Non è la martire dolente della tradizione, né la santa guerriera stereotipata. Questa Giovanna è anoressica, scaltra, laica e politicamente lucida. È una ragazza che rifiuta il destino imposto alle donne, che fugge da un padre violento e da un sistema patriarcale soffocante, e che usa la propria visione come arma contro le istituzioni maschili che vogliono zittirla, domarla, spegnerla.
Un testo potente, tra storia documentata e ribellione personale
Giovanna d’Arco – La rivolta si ispira a The Second Coming of Joan of Arc, testo vincitore del Lambda Literary Award, che porta in scena una delle figure storiche più documentate del XV secolo. Ma ciò che accade sul palco non è una lezione di storia: è una dichiarazione di guerra alla violenza istituzionalizzata, alla misoginia, al controllo sui corpi femminili.
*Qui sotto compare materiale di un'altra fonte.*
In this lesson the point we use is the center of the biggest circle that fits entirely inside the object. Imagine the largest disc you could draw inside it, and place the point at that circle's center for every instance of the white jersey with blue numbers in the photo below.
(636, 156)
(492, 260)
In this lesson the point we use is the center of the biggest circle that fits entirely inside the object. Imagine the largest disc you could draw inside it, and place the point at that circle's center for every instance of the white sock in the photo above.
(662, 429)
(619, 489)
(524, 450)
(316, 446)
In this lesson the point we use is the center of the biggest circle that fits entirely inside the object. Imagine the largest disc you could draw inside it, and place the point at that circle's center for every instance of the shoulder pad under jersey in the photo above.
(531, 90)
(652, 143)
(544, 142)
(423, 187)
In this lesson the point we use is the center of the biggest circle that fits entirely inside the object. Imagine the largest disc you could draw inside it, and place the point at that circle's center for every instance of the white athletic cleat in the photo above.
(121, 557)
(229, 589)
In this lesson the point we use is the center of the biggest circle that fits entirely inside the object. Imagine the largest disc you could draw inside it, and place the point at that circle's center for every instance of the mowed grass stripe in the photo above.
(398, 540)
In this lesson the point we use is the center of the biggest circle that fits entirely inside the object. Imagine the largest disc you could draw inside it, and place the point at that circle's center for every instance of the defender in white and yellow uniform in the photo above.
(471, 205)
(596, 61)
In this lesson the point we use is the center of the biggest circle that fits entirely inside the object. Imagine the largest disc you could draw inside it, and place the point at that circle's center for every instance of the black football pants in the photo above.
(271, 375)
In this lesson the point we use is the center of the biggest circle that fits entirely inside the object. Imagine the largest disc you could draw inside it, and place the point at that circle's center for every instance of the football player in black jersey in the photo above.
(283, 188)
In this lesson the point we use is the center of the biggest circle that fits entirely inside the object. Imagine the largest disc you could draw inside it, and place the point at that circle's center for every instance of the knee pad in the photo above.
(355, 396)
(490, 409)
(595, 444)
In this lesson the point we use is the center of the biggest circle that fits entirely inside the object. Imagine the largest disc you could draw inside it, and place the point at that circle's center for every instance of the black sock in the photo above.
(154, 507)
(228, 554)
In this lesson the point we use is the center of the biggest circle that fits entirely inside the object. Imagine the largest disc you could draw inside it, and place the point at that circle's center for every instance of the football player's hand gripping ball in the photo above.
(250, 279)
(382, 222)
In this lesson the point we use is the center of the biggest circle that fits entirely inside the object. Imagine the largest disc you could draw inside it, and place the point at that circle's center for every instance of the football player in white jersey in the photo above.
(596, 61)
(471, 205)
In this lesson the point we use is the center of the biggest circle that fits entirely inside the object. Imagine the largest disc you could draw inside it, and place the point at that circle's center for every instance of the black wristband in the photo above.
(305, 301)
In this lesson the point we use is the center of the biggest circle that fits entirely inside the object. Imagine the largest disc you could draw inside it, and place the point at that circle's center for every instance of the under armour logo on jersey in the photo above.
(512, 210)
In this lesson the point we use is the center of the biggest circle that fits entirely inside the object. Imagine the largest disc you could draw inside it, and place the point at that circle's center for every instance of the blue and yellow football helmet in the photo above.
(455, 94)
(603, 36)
In scena c’è solo lei, Giovanna, che racconta, denuncia, si commuove e ci sfida. Parla di sé, ma anche di tutte le donne che non si piegano. Ci sono i processi, la tortura, i roghi. Ma c’è anche ironia, sarcasmo, un’intelligenza tagliente che svela l’ipocrisia delle gerarchie religiose, militari e politiche. La drammaturgia è costruita come un flusso incalzante che non lascia scampo e chiede, anzi pretende, di essere ascoltato.
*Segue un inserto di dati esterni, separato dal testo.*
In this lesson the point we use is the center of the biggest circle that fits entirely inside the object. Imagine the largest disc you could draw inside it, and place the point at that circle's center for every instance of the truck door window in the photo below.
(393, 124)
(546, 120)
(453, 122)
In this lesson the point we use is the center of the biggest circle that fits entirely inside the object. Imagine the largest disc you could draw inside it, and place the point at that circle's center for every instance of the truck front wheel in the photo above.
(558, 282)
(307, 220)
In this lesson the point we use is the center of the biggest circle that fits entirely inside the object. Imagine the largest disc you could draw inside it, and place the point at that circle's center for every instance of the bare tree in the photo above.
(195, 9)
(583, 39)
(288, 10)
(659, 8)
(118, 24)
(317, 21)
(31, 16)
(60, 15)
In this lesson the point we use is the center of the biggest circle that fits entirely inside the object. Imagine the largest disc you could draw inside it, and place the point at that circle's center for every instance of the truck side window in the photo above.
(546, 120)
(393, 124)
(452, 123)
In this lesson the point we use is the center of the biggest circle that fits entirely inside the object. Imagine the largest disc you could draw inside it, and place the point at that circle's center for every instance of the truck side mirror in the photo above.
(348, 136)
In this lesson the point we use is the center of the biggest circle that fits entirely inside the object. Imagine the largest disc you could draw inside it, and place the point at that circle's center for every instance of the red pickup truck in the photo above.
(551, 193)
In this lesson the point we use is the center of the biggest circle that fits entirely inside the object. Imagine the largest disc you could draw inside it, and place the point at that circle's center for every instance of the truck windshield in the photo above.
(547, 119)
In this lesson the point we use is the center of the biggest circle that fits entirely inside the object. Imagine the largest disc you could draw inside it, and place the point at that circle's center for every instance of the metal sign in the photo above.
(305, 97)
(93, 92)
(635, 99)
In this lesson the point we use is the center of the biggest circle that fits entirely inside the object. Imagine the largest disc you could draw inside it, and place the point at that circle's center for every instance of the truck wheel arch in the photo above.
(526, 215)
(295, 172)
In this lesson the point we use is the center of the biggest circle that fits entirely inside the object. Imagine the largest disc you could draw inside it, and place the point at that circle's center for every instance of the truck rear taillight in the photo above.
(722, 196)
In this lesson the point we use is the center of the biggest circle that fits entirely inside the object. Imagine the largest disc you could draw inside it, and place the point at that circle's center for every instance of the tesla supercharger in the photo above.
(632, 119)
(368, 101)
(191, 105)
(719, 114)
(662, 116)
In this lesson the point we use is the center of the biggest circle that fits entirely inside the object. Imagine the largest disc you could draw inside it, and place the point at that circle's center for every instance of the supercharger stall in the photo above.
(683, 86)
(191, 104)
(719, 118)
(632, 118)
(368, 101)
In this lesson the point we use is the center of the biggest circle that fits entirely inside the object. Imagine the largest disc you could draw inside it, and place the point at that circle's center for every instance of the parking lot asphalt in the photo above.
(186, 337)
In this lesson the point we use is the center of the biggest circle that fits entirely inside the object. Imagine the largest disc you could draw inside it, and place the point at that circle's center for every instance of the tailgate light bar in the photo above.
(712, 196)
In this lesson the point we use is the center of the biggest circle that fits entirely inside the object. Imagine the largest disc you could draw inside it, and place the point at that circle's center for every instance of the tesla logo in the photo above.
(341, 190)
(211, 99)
Una performance che colpisce cuore e stomaco
Valentina Valsania è intensa, vibrante, radicale. Il suo corpo, i suoi silenzi, la sua voce sono strumenti precisi con cui restituire tutta la forza e la fragilità di una Giovanna che non chiede perdono, ma giustizia. Le musiche originali di Arturo Annecchino, le luci disegnate da Diego Labonia e le scene di Francesco Ghisu creano un ambiente visivo e sonoro che accompagna lo spettatore in un’esperienza immersiva e viscerale.
La produzione, firmata da HERMIT CRAB con la compagnia pupilunari, si distingue per coraggio e rigore, portando in scena un’opera necessaria, che non teme lo scontro con i temi più spinosi del nostro presente: identità di genere, controllo patriarcale, violenza sistemica, potere e disobbedienza.
In un momento storico in cui le conquiste delle donne sono messe in discussione e la violenza contro chi osa ancora imperversa, la voce di Giovanna risuona come un grido che non si può ignorare. E la sua rivolta non è finita. Anzi, forse è appena ricominciata.